Genomics and Cancer Biology

Head and Neck Cancer Research Program

Beginning over 20 years ago, a group of basic science faculty at Einstein, led by Michael B.Prystowsky, MD, PhD, initiated a collaborative effort with the clinical care team at Montefiore led by Richard V. Smith, MD. The two teams joined forces to employ high-throughput genomic techniques established by Geoffrey J. Childs,PhD, to study Head and Neck Squamous Cell Carcinoma (HNSCC). Their goal: to develop new diagnostic and prognostic signatures to guide clinical decisions for optimal treatment and patient outcomes.

Current core group members include: Michael B. Prystowsky, MD, PhD; Geoffrey J. Childs, PhD; Thomas M. Harris, PhD; Thomas J. Ow, MD; Jeffrey E. Segall, PhD; and Richard V. Smith, MD.

The group maintains a database of global gene expression, methylation and global proteomic data from about 500 head and neck tumors as a resource. The database is augmented by a linked clinical database that stores information on demographics, tumor characteristics, treatment, recurrence, survival, and other relevant clinical information and outcome measures from each patient they study. This database is an invaluable resource for the group’s translational research, which speeds the application of innnovative treatment strategies from the laboratory bench to the patient bedside.

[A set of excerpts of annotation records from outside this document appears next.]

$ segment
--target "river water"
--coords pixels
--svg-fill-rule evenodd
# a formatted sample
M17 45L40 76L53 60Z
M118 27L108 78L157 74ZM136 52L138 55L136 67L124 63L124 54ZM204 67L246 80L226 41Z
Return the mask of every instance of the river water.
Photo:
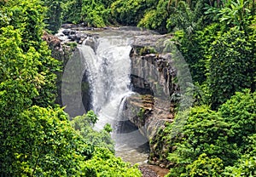
M137 29L80 32L90 37L79 45L79 52L73 56L78 59L77 61L70 61L66 66L62 82L65 83L65 78L68 78L73 83L62 87L62 94L70 92L75 94L72 98L62 96L62 102L67 105L65 111L73 116L84 112L81 84L83 76L86 73L90 84L90 109L99 118L95 128L100 130L106 123L111 124L116 156L133 164L144 164L148 157L148 140L128 117L124 117L122 111L125 98L133 94L129 56L132 37L150 32Z

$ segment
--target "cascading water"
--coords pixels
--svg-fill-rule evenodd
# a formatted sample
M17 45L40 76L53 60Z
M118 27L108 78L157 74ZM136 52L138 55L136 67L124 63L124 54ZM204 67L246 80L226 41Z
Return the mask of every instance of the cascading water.
M137 149L147 140L127 118L122 117L125 97L132 94L129 88L131 49L129 37L108 34L94 42L94 46L90 47L84 42L79 49L89 77L91 108L99 118L95 128L99 130L110 123L113 128L116 155L133 163L144 163L148 154Z

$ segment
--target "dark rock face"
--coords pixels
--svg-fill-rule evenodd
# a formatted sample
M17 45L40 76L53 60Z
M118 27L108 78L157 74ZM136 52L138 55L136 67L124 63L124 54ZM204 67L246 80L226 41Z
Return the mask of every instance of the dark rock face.
M170 55L148 52L141 54L139 53L145 46L142 46L141 40L138 44L140 46L133 46L130 54L131 82L133 91L137 94L126 100L126 114L141 134L150 140L149 163L168 167L165 153L168 151L165 146L166 142L156 139L159 129L164 128L166 123L172 123L174 119L175 102L171 98L180 92L175 82L177 70Z

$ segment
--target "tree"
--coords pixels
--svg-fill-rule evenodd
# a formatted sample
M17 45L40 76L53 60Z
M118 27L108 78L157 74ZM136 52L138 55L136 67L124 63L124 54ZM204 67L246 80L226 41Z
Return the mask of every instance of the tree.
M212 43L209 55L208 83L212 109L236 91L253 88L254 43L243 31L231 28Z

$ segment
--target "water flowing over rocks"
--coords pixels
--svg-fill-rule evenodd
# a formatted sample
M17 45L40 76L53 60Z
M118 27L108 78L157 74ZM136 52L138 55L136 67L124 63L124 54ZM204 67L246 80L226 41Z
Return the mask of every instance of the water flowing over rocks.
M104 33L105 30L108 33L113 32L113 35L124 35L130 38L131 88L135 94L126 97L123 114L148 139L148 141L153 140L152 142L155 142L154 140L158 130L164 128L166 123L173 122L176 106L173 98L180 92L180 87L177 83L177 71L174 67L173 60L170 54L163 52L163 41L171 38L172 36L159 35L150 31L134 29L134 27L87 29L82 26L73 25L64 25L62 27L65 29L61 29L57 34L58 40L45 39L48 43L49 41L51 46L55 46L53 49L61 54L63 54L62 44L72 43L90 46L96 51L97 38L99 34ZM63 56L58 57L63 58ZM83 79L89 83L88 77L84 76ZM84 94L87 97L84 96L84 98L90 100L89 97L91 93L88 91L88 88L85 92ZM166 167L168 162L160 161L157 156L158 153L163 153L165 151L164 146L162 146L162 149L154 151L156 150L155 145L149 144L151 152L148 162L160 167Z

One specific research focus is the role of miR-375, a micro-RNA, in modifying tumor phenotypes. The investigators decided to pursue this line of inquiry based on their finding that lower levels of miR-375 are associated with decreased disease-specific survival and increased recurrence, and seem to increase invasive properties of head and neck cancer cells. The targets of this micro-RNA and their role in making tumors more invasive and less sensitive to ionizing radiation are being studied. The investigators are exploring the potential use of miR-375 as a nucleic acid therapeutic agent for HNSCC.

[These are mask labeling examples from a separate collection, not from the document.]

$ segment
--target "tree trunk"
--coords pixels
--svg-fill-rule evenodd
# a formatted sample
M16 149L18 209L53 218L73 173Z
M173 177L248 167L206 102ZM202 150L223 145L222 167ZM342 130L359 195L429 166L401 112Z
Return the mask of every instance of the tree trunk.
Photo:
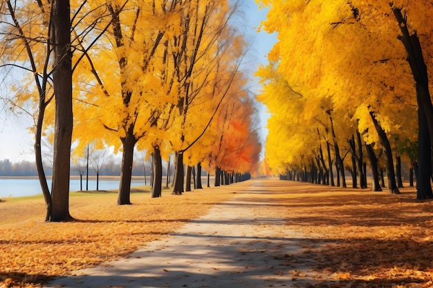
M425 130L427 134L425 137L427 135L430 137L430 151L432 151L433 150L433 105L429 91L427 66L424 61L421 45L416 32L412 35L409 33L406 23L407 19L402 15L401 9L393 8L392 10L402 33L400 39L406 49L407 60L416 84L416 102L418 102L418 110L421 110L423 115L420 119L418 114L418 125L421 123L425 124L426 128L423 130ZM419 131L421 131L421 127Z
M215 187L221 185L221 169L219 167L217 167L217 169L215 169Z
M328 164L329 166L329 181L328 184L331 184L331 186L335 186L334 182L334 175L332 171L332 158L331 157L331 145L329 142L326 141L326 151L328 152Z
M433 193L430 182L432 154L425 115L422 109L418 109L418 176L416 177L416 199L432 199Z
M185 191L187 192L191 191L191 166L188 165L187 167L187 179L186 179L186 187Z
M371 184L371 191L378 192L381 191L380 184L379 184L379 171L378 170L378 159L376 157L374 151L371 144L365 144L367 154L370 161L370 167L371 168L371 174L373 175L373 183Z
M165 182L165 188L168 189L169 188L169 184L170 183L170 156L169 155L168 157L168 162L167 163L167 177L165 179L167 180Z
M379 172L380 174L380 186L382 186L382 188L385 188L385 176L383 176L383 168L380 168L379 169Z
M406 49L407 59L416 85L416 102L418 108L418 170L416 178L416 198L431 199L433 198L430 184L431 159L433 151L433 105L429 91L427 66L424 61L418 35L416 32L412 35L409 33L407 19L403 17L400 8L393 8L392 10L402 33L400 39ZM430 164L426 163L427 161Z
M409 169L409 186L414 186L414 169L412 167Z
M367 175L364 172L364 163L362 155L362 142L361 142L361 134L356 131L356 142L358 142L358 170L359 171L360 186L361 189L367 188Z
M147 180L146 180L146 161L145 160L144 156L143 156L143 161L142 161L142 170L145 174L145 186L147 186Z
M35 157L36 162L36 169L37 170L37 175L42 189L44 200L45 200L45 206L46 213L45 215L45 221L49 221L51 218L51 194L50 189L46 182L46 177L44 171L44 164L42 162L42 151L41 149L41 137L42 135L42 124L44 122L44 115L45 115L45 92L42 99L39 99L39 113L37 115L37 122L36 125L36 133L35 135Z
M398 187L397 187L397 184L396 183L396 175L394 170L392 151L391 150L391 145L389 144L388 137L387 136L387 133L382 128L382 126L378 120L376 119L374 113L371 111L370 111L370 116L371 117L371 119L374 124L374 127L376 128L376 131L379 136L380 144L385 149L385 162L387 165L387 176L388 177L388 190L393 194L400 194Z
M163 159L159 147L154 147L152 153L152 175L154 175L154 184L151 189L151 197L157 198L162 196L163 187Z
M55 95L54 157L50 221L72 220L69 214L69 175L72 140L72 52L68 1L53 4L53 39L55 67L53 74Z
M227 171L224 171L224 185L228 185L230 184L230 173Z
M201 163L197 164L197 174L196 175L196 182L197 182L197 189L203 189L201 186Z
M96 172L96 191L99 191L99 171Z
M192 174L192 184L194 184L194 186L192 186L193 189L197 189L197 184L196 183L196 167L195 166L193 166L192 167L191 167L191 174Z
M403 181L401 177L401 158L400 158L400 156L396 157L396 173L397 175L397 186L403 188Z
M129 127L125 137L121 138L123 153L122 155L122 170L118 205L130 205L131 203L131 178L132 177L132 164L133 163L133 147L136 138L133 133L133 128Z
M181 195L184 192L183 180L183 153L176 153L176 169L174 169L174 185L173 194Z
M89 144L87 144L87 161L86 162L86 191L89 191Z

There is always a need to develop more-effective chemotherapies based on mutations and pathways affecting tumor survival and growth. Dr. Thomas J. Ow, a surgeon-scientist, is currently investigating predictive biomarkers and molecular treatment targets in HNSCC. His recent work has focused on signaling molecules in the intrinsic apoptosis pathway and cell cycle regulators as potential biomarkers and treatment targets.